1) When operating in TACC or TACC+Autosteer (Autopilot), the car panics and slows down fairly rapidly out of a belief that there's an obstacle ahead. This appears to be due to overly sensitive code, likely in response to the crash into a semi across the highway a few years ago - difficult to differentiate when it's just a broad flat obstacle, not well detected by radar. It often happens near overpasses or under road signs where a combination of shadows and the horizon causes enough uncertainty in the AP neural net to decide if there's something real there. In my experience, this is very specific, so some people get it frequently in a certain spot on their daily commute, and others rarely see it. I have only had this happen maybe 8-10 times in 18k miles but it is definitely real. You can touch the gas and speed back up normally. Recently, the car gets "nervous" after this happens and refuses to return to your set speed for some time - not sure if that's intentional or a bug but it'll hum along at 50MPH even though it's set to 75 and there's nothing around you. You can disengage and re-engage to get it back to normal.

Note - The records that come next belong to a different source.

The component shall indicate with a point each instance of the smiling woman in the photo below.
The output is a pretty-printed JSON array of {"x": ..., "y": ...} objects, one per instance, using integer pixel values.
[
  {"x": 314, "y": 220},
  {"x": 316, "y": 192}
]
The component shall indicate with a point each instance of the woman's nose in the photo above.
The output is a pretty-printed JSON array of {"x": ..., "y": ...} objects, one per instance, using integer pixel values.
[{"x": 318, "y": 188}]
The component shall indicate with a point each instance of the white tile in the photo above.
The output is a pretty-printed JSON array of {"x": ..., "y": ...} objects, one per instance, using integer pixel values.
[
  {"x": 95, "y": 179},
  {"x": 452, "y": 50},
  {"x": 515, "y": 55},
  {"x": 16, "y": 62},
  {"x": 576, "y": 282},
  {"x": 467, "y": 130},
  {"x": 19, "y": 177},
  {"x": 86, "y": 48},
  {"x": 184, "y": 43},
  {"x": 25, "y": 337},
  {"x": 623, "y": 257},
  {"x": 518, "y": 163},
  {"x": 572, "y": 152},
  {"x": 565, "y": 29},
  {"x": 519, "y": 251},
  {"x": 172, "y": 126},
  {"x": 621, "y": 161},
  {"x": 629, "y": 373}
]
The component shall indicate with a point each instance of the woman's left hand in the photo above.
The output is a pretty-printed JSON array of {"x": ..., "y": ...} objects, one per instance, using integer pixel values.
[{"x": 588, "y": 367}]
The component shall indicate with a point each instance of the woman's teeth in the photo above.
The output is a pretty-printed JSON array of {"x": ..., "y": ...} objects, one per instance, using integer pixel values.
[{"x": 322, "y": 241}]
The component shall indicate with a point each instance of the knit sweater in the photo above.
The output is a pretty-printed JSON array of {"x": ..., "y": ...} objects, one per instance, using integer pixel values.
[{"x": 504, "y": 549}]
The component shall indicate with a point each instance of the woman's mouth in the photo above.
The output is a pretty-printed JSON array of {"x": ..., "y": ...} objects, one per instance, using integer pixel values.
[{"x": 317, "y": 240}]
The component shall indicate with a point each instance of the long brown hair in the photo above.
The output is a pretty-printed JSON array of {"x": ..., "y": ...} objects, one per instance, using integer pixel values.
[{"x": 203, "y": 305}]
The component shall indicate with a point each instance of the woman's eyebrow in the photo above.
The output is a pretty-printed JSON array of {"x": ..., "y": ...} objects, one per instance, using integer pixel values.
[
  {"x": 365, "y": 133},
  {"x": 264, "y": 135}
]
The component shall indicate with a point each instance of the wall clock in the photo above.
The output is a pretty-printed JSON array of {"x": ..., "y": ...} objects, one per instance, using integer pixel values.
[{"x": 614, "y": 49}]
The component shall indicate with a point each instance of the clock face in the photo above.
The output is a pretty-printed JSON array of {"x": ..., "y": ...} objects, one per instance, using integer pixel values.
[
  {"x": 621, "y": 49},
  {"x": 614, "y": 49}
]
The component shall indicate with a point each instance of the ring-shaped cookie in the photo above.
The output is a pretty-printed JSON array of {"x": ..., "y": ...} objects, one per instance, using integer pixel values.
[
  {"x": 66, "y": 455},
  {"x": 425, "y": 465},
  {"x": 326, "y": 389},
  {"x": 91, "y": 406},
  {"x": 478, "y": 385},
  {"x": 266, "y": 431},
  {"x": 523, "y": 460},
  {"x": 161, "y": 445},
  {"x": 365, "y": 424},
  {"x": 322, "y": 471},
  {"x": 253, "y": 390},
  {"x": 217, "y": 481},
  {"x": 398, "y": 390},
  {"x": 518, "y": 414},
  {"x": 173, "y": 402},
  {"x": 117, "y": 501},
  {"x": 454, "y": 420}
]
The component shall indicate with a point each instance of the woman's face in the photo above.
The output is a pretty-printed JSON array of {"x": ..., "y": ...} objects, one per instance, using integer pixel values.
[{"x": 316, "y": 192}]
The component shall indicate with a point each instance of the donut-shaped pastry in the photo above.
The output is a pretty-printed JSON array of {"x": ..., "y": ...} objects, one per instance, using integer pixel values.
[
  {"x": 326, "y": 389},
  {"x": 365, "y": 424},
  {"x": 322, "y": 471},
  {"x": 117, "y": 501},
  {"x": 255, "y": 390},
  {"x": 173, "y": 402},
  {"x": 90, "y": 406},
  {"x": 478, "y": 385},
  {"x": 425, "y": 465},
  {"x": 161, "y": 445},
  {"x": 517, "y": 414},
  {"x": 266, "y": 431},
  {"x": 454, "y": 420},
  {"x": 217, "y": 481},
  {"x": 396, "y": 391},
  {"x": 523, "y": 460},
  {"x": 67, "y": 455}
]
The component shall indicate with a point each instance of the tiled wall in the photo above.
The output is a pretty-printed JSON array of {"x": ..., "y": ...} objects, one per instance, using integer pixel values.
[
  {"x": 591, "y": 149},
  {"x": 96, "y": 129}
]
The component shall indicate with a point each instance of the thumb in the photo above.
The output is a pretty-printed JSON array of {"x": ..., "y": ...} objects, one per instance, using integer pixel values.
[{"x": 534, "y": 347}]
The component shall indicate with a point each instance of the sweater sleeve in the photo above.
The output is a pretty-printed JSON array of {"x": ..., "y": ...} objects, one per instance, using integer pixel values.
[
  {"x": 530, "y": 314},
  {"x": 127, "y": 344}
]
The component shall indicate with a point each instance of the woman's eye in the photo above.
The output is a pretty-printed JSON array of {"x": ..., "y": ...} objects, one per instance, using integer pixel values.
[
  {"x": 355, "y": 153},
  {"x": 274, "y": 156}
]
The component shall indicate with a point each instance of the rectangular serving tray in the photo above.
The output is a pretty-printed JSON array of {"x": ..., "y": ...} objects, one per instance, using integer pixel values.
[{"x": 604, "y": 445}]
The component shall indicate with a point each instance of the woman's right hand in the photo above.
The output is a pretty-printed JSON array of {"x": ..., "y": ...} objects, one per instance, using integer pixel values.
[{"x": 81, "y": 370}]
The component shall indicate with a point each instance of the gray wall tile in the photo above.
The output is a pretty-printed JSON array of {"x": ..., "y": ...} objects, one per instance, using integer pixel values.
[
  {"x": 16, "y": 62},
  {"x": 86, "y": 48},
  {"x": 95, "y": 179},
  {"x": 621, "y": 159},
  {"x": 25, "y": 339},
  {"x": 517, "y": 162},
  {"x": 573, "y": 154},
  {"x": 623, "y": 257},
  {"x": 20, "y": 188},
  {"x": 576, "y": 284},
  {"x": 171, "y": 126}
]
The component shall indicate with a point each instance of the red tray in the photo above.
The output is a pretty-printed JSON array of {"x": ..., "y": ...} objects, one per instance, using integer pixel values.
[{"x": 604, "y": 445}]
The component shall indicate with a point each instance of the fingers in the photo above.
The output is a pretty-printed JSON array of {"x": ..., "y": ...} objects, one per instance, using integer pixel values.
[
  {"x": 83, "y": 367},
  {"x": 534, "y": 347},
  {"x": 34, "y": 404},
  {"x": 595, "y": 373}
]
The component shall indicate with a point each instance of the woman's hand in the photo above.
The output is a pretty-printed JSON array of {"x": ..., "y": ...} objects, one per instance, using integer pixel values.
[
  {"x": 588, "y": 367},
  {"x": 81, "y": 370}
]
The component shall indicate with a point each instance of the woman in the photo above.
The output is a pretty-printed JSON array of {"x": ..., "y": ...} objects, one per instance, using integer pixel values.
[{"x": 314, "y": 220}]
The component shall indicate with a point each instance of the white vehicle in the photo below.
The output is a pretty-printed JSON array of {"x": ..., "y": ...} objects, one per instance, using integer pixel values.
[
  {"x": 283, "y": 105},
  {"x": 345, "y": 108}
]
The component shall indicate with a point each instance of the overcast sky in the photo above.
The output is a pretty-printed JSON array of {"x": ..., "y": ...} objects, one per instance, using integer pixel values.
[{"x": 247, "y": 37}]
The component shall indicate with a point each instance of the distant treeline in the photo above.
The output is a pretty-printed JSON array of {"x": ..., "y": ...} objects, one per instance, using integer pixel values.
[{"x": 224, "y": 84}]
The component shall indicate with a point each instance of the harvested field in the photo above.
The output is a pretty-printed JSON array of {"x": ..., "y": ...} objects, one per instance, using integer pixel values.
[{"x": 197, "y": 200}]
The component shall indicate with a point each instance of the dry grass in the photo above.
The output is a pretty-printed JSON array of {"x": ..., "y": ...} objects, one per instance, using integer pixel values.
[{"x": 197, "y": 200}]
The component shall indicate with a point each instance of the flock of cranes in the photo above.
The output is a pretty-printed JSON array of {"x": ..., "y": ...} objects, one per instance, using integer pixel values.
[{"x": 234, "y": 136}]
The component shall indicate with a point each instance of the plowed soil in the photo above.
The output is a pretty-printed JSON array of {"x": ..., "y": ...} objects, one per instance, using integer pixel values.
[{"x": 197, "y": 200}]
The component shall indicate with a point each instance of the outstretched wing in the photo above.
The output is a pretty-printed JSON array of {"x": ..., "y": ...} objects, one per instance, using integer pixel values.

2) When operating in TACC or TACC+Autosteer, the car decides that speed limit is lower, and so the cruise set speed drops suddenly and the car slows down for seemingly no reason. This should get better as they build up their database with real, visually spotted speed limit signs rather than the fairly hit-or-miss database they used to use. You can tell when this happens because your TACC set speed changes. There are a few stretches of road where this happens consistently for me and it's annoying, although I'm pretty sure it got better in the last few releases.

3) Regardless of TACC, the car detects an imminent collision and triggers Automatic Emergency Braking. This is violent, maximum deceleration with full brakes. It will come to a complete stop unless you really try hard to override it. I've had this happen once or twice on city streets when it thinks a pedestrian is about to walk into the street for example.
 
I have a 2017 Model S - phantom braking began occurring with a software release 2 or 3 back (sorry, don’t know the version number). Never occurred prior to that time. Som since it began it has occurred once or twice a week. The first time it happened, was very frightening - very. And as noted above, it takes some effort to overcome the programmed response. My experience is it seems to happen on the freeway when approaching a curve. I think - but this is pure speculation - that one of the sensors “sees” the short concrete highway divider and mistakes it for an object in the road - which it would be if the road didn’t curve. Fortunately, when it has happened to me no one has been close behind me. If they ever are, the likelihood of being rear-ended is high.